Afterwards, Vladimir Buchman convincingly showed that aggregation of FUS in the cytoplasm is a multistep process, which involves both RNA-dependent and RNA-independent mechanisms. RNA-dependent aggregation results in the formation of so-called FUS granules (FGs), physiological structures, which are structurally similar, but not identical to RNA transport granules. This process is reversible and requires the N-terminal prion-like domain as well as specific RNAs. Clustering of FGs and recruitment of further RNAs and proteins produces larger FUS aggregates (FAs), which are similar to stress granules. Upon inhibition of transcription, FAs dissociate into RNA-free complexes and undergo transformation to form RNase-resistant cytoplasmic aggregates associated with ALS. This process is irreversible and RNA-independent.

In the last talk of the session André Bento-Abreu introduced Elongator protein 3 (Elp3), the catalytic subunit of the Elongator complex, as a disease modifier of ALS. Elongator associates with RNA polymerase II to regulate transcription elongation, but has also been shown to increase translation efficiency through tRNA wobble modifications.
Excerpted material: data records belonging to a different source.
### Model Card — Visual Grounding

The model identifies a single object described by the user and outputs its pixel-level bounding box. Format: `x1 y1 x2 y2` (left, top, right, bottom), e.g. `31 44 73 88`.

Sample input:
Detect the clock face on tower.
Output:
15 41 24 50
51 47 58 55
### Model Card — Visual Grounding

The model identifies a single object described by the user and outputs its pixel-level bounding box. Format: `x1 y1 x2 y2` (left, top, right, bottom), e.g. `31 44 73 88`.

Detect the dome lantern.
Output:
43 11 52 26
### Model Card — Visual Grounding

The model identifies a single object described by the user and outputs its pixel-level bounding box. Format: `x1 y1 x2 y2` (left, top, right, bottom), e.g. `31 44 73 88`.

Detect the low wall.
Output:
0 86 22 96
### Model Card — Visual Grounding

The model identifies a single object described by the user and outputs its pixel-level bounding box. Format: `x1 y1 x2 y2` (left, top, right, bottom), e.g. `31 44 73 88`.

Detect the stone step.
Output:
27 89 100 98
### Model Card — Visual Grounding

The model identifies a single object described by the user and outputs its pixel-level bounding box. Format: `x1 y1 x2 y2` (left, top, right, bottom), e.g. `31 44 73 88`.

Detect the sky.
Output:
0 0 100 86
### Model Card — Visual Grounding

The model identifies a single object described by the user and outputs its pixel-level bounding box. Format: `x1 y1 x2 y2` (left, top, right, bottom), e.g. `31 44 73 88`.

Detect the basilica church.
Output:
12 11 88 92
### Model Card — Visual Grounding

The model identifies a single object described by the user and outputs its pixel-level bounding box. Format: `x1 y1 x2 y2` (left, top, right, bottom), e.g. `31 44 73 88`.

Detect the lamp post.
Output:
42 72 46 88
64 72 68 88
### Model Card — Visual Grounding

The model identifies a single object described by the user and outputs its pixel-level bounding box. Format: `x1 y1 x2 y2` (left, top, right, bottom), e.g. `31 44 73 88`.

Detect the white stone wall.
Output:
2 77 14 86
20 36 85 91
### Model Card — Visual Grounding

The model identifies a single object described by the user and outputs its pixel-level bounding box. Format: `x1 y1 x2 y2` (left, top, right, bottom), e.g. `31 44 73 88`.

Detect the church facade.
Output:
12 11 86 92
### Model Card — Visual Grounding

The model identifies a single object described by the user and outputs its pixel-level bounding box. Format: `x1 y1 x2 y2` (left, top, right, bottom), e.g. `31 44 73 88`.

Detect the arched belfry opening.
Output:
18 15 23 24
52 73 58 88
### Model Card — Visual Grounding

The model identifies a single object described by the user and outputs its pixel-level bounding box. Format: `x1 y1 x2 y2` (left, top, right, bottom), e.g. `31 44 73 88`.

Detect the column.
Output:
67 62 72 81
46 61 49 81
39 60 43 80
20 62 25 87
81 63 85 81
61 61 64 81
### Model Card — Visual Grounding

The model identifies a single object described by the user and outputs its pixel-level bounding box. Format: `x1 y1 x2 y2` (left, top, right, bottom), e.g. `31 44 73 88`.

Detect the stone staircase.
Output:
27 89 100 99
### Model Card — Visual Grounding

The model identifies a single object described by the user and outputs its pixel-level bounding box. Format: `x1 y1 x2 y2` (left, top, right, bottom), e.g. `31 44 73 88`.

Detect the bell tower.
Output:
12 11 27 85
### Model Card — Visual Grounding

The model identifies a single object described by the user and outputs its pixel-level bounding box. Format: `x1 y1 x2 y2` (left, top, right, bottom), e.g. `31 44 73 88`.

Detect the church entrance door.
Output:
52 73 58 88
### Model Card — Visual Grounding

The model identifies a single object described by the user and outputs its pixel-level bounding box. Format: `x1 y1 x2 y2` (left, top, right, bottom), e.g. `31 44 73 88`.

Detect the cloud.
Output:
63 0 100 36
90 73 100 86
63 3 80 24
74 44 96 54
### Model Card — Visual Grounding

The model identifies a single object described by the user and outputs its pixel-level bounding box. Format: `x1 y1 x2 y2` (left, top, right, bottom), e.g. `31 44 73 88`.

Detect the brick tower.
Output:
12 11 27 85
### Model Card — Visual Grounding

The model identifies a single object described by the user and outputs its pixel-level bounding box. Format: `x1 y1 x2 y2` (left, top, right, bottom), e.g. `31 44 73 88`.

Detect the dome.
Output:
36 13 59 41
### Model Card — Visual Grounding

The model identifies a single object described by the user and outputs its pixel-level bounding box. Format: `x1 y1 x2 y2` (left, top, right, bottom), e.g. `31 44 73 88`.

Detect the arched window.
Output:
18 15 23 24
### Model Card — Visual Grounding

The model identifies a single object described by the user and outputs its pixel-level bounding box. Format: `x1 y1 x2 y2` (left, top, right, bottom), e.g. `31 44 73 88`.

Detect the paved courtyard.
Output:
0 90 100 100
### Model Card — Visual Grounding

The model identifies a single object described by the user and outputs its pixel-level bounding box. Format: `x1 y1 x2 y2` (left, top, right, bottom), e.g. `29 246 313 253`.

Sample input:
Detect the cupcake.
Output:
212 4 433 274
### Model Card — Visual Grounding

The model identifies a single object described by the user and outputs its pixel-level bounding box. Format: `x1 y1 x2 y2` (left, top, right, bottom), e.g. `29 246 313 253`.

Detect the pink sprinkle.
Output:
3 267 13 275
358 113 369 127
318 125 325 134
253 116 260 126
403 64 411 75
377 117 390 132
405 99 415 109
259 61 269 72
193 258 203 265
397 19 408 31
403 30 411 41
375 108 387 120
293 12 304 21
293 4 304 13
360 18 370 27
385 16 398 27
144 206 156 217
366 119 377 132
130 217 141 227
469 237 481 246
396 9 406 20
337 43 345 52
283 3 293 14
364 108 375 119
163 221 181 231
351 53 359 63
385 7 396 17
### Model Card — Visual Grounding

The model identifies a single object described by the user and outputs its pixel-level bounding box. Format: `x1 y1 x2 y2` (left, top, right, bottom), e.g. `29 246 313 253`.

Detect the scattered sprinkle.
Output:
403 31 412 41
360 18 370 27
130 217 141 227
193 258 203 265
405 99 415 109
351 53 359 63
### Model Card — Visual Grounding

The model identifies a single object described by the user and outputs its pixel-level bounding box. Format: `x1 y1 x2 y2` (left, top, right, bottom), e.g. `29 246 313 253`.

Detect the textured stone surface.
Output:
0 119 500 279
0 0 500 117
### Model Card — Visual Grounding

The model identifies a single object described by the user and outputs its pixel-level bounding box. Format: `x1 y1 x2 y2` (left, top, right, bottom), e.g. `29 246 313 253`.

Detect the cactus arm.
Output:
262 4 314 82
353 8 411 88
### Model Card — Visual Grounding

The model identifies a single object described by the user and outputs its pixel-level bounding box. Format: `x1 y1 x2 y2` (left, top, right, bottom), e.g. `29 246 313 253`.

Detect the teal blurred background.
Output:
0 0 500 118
Previous studies have linked a polymorphism in the ELP3 gene to ALS and a reduction in Elp3 protein levels to axonal / synaptic defects in flies and zebrafish. Dr Bento-Abreu’s team therefore set out to examine the involvement of Elp3 in ALS.

The researchers demonstrated that AAV9-mediated overexpression of ELP3 delayed disease onset and prolonged survival in SOD1 G93A mice. Strikingly, constitutive knockout of ELP3 was embryonically lethal and conditional knockdown in adult mice resulted in death within 40 days. Overexpression of ELP3 was furthermore found to rescue axonopathy in SOD1 A4V zebrafish: while motor neuron counts remained unchanged, the number of NMJs increased, indicating a re-innervation of the muscle. Interestingly, this neuroprotective effect was abrogated by mutations in the SAM domain (mediating methylation reactions), but not the HAT domain (mediating acetylation reactions).

Naturally, this session only covered a minute fraction of the cellular processes implicated in ALS pathology. However, knowledge of the presented pathways and mechanisms may aid the development of a therapeutic strategy against ALS.